Как бы то ни было, семена упали в подготовленную почву. С новыми завоеваниями знать страны обогащалась еще больше, и тем более обогащались жрецы, получающие все большие пожертвования от покоренных народов. Нарамсин уже предпринял несколько удачных походов в Малую Азию, но все же особый интерес питал к богатствам Кадингира. Подчини он себе Элам, участь Кадингира могла быть решена им довольно быстро, военная сила его стала бы безмерной. Выступая на словах за добрососедский мир с Кадингиром, на деле, и это подтверждали источники из Аккада, Нарамсин первый же удар после получения ресурсов Элама нанес бы по Кадингиру, о чем сам не раз говорил в узком кругу высокопоставленных советников.
И старый царь Элама, и верховный жрец Мардука Абиратташ прекрасно понимали это.
Однако родной сын царя Элама был все же первым кандидатом на престол в случае смерти царя, и тогда царь, по совету Абиратташа, пустился на хитрость. Он объявил, что царем Элама после его смерти будет тот, кто привезет в резиденцию царей Элама, город Аншан, часть его завещания, которую он передал на сохранение царю Кадингира. В завещании на языке эламитов клинописными значками были написаны всего три слова. У главных жрецов богини Пиненкир хранилась вторая часть завещания, такой же опечатанный свиток.

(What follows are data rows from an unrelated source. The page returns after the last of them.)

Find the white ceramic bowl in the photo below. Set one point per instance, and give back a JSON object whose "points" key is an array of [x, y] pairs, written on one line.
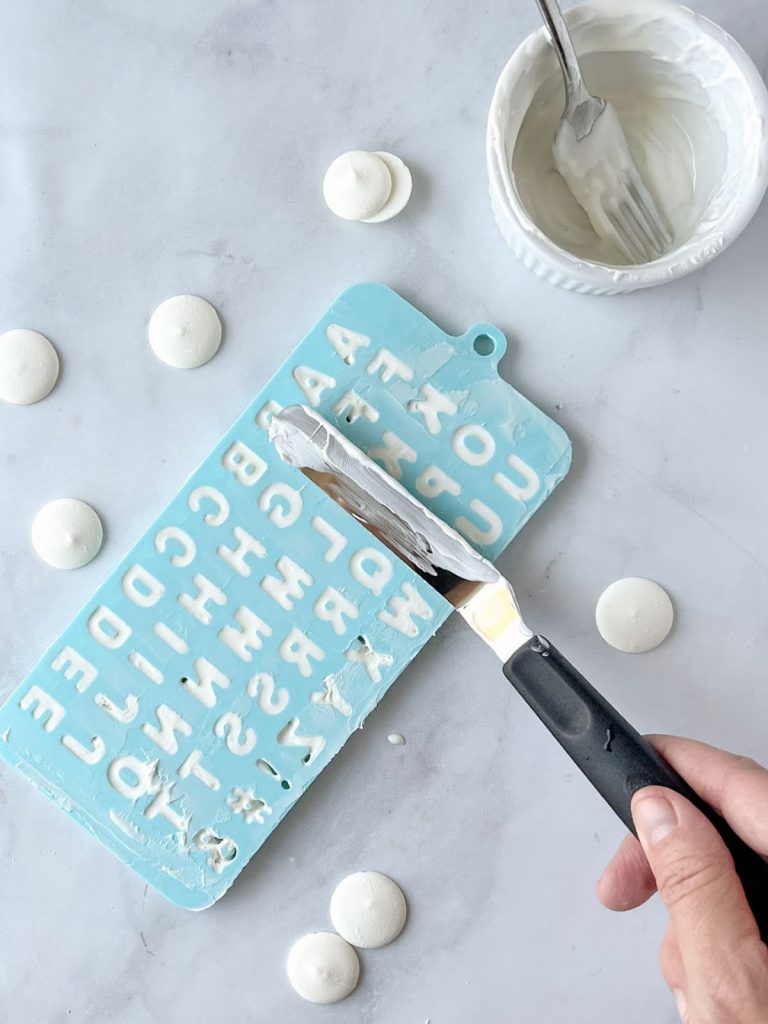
{"points": [[731, 148]]}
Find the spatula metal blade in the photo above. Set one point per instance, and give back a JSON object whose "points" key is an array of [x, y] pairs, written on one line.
{"points": [[409, 528]]}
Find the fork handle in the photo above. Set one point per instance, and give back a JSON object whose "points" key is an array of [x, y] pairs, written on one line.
{"points": [[576, 90]]}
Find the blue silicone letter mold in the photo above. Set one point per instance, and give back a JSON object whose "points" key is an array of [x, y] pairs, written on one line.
{"points": [[255, 625]]}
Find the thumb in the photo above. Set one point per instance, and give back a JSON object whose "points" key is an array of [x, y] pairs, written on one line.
{"points": [[699, 887]]}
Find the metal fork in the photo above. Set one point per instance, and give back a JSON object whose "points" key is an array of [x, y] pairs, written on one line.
{"points": [[593, 156]]}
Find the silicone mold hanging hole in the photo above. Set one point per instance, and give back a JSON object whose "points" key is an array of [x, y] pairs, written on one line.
{"points": [[483, 344]]}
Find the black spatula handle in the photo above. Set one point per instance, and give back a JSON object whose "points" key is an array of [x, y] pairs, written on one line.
{"points": [[613, 756]]}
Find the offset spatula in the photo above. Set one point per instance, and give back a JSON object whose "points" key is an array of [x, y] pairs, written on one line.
{"points": [[612, 755]]}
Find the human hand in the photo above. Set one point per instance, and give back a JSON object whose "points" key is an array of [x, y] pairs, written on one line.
{"points": [[712, 955]]}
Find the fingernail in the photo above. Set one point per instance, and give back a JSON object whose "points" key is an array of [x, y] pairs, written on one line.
{"points": [[654, 818], [682, 1005]]}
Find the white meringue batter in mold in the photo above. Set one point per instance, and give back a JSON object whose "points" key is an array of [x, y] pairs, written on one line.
{"points": [[29, 367], [67, 534], [368, 909], [323, 968], [184, 332], [634, 614]]}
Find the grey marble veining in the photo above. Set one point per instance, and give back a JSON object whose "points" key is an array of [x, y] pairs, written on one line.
{"points": [[152, 148]]}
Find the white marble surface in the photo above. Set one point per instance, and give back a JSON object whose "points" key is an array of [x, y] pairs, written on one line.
{"points": [[151, 148]]}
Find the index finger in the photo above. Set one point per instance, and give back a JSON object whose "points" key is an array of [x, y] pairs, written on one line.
{"points": [[736, 786]]}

Дело в том, что завещание после его написания было разрезано сложной ломаной линией вдоль на две половины таким образом, что без любой из них понять, что написано на имеющейся половине, было невозможно. Их надо было положить рядом, и соединившиеся вместе линии и должны были открыть эти слова. Тогда и должно было огласиться завещание целиком у алтаря богини Пиненкир. А что это были за слова, никому не было известно. Однако они были записаны в свиток, который являлся контрольным. Именно в нем было записано то, что должно было получиться после соединения двух разрезанных половин.